VI. Other Allegations

  • Indirect Infringement: The complaint alleges inducement of infringement under 35 U.S.C. § 271(b), asserting that Defendant knowingly encourages consumers to use the Accused Products in an infringing manner by providing detailed instructions and advertising (Compl. ¶¶ 76-78). The complaint includes a screenshot of Defendant's "Voice command tips" webpage as evidence of these instructions (Compl. p. 25).
  • Willful Infringement: The complaint alleges willful infringement based on Defendant's alleged pre-suit knowledge of the patented technology dating back to 2012 (Compl. ¶¶ 57-63, 81). The allegations describe a multi-year business relationship between Defendant and VoiceBox, the original inventor, which included meetings where VoiceBox presented its "Patented Contextual Voice and NLU technology," a live demo, a draft license agreement, and an alpha test of voice remote technology with 200 Comcast employees (Compl. ¶¶ 58-61). A presentation slide from these meetings is included as evidence, which explicitly mentions "Patented Contextual Voice and NLU technology" (Compl. ¶60, p. 23).
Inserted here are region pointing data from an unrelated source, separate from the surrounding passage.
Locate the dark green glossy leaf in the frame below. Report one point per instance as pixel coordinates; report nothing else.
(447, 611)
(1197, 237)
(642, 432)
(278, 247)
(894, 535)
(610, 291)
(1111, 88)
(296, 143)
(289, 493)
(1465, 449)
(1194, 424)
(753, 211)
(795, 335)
VII. Analyst’s Conclusion: Key Questions for the Case

  • A central technical issue will be one of architectural correspondence: Does the server-side processing system used by Comcast and its "contracted service provider" employ discrete, "autonomous executable" components that map onto the claimed "domain agent" structure, or does it utilize a different, more integrated architecture for natural language processing?
  • A key evidentiary question will be one of user-specific adaptation: Does the accused system generate speech transcriptions "based on a cognitive model" that is particularized to an individual user's "prior interactions," as required by the ’607 Patent, or does it rely on a general, non-personalized model for voice-to-text conversion?
  • Given the detailed allegations of a prior business relationship and the denial of inter partes review institution for four of the patents, a significant focus of the case will likely be on knowledge and intent: What was the extent of Comcast's exposure to the patented technology during its discussions with VoiceBox, and does this history, coupled with the patents surviving an initial validity challenge, support a finding of willful infringement?